Moderem o pretensês

Público 20110216 Miguel Esteves Cardoso

Nas auto-estradas vem o aviso: "Com chuva/Modere velocidade". Por que é que estes sinais não conseguem falar português? Português é a língua como se fala ou como se escreve, quando se quer ser entendido.
Qual é a passageira do banco da frente que diz, caso estejamos a andar depressa de mais: "Com chuva, modere velocidade". Nem um robô japonês falaria assim.
Dirão que é uma questão de caracteres. Mentira. "Com chuva modere velocidade" tem 27 caracteres. "Se chover, vá mais devagar" tem 26, com vírgula. "Calma, que está a chover" ainda tem menos. O mal destes sinais não é o analfabetismo: as pessoas que os escrevem até sabem ler.
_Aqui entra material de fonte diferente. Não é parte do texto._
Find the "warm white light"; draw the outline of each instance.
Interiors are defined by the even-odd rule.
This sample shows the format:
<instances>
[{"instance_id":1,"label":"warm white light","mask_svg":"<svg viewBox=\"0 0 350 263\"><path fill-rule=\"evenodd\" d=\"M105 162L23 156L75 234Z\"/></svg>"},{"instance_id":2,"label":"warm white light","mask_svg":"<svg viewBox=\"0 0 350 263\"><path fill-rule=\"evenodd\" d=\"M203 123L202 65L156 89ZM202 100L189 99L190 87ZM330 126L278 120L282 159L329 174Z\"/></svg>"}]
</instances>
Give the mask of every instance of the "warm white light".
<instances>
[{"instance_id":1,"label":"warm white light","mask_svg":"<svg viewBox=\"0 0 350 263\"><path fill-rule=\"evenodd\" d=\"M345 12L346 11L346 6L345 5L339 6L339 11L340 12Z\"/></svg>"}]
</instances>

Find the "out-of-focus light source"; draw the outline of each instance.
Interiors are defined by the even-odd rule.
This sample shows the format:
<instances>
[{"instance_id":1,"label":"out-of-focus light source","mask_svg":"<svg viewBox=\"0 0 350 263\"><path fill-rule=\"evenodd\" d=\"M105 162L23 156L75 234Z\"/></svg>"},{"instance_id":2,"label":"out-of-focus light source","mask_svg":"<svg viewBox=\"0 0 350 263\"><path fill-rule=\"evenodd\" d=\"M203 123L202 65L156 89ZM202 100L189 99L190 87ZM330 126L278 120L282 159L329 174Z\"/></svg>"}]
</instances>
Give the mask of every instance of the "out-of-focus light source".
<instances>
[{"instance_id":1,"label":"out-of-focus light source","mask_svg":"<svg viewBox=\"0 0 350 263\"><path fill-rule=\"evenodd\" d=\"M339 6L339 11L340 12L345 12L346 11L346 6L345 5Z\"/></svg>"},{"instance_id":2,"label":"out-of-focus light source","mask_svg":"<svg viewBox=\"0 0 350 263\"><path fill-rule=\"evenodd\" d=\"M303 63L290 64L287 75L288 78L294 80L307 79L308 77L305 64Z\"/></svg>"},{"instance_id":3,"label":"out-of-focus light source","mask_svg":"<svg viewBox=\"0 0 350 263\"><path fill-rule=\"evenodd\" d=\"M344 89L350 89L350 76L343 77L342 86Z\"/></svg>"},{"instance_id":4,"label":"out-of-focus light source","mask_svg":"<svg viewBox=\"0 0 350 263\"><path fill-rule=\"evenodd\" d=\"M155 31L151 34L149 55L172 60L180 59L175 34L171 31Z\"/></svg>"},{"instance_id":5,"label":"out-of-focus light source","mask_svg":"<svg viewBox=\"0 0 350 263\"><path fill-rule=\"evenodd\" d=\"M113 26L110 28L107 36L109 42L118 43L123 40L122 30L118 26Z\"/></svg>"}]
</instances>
É a pretensão de falar bem. Não é português - é pretensês.
O verbo "moderar", para estas bestas, é fino e distingue-as do maralhal. Tanto faz ser-se moderador da velocidade como de um debate: incitam-nos a sermos "pivôs" numa discussão entre várias velocidades excessivas.
Porque é que "Modere velocidade" (17 caracteres) perdeu o artigo intermédio "a"? Porque ocupa muito espaço. Comparado, por exemplo, com "Vá mais devagar" (15 caracteres). "Modere velocidade" é mais um conselho de carreira profissional (vá para jornalista de debates sobre corridas de automóveis) ou um lema latino muito mal transcrito, significando "a moda é fugaz".
Português não é. Como aliás todo o português público não é. "Circule com precaução" admite-se numa rotunda (mesmo não sendo tal coisa). Mas é raro o automobilista que só circule.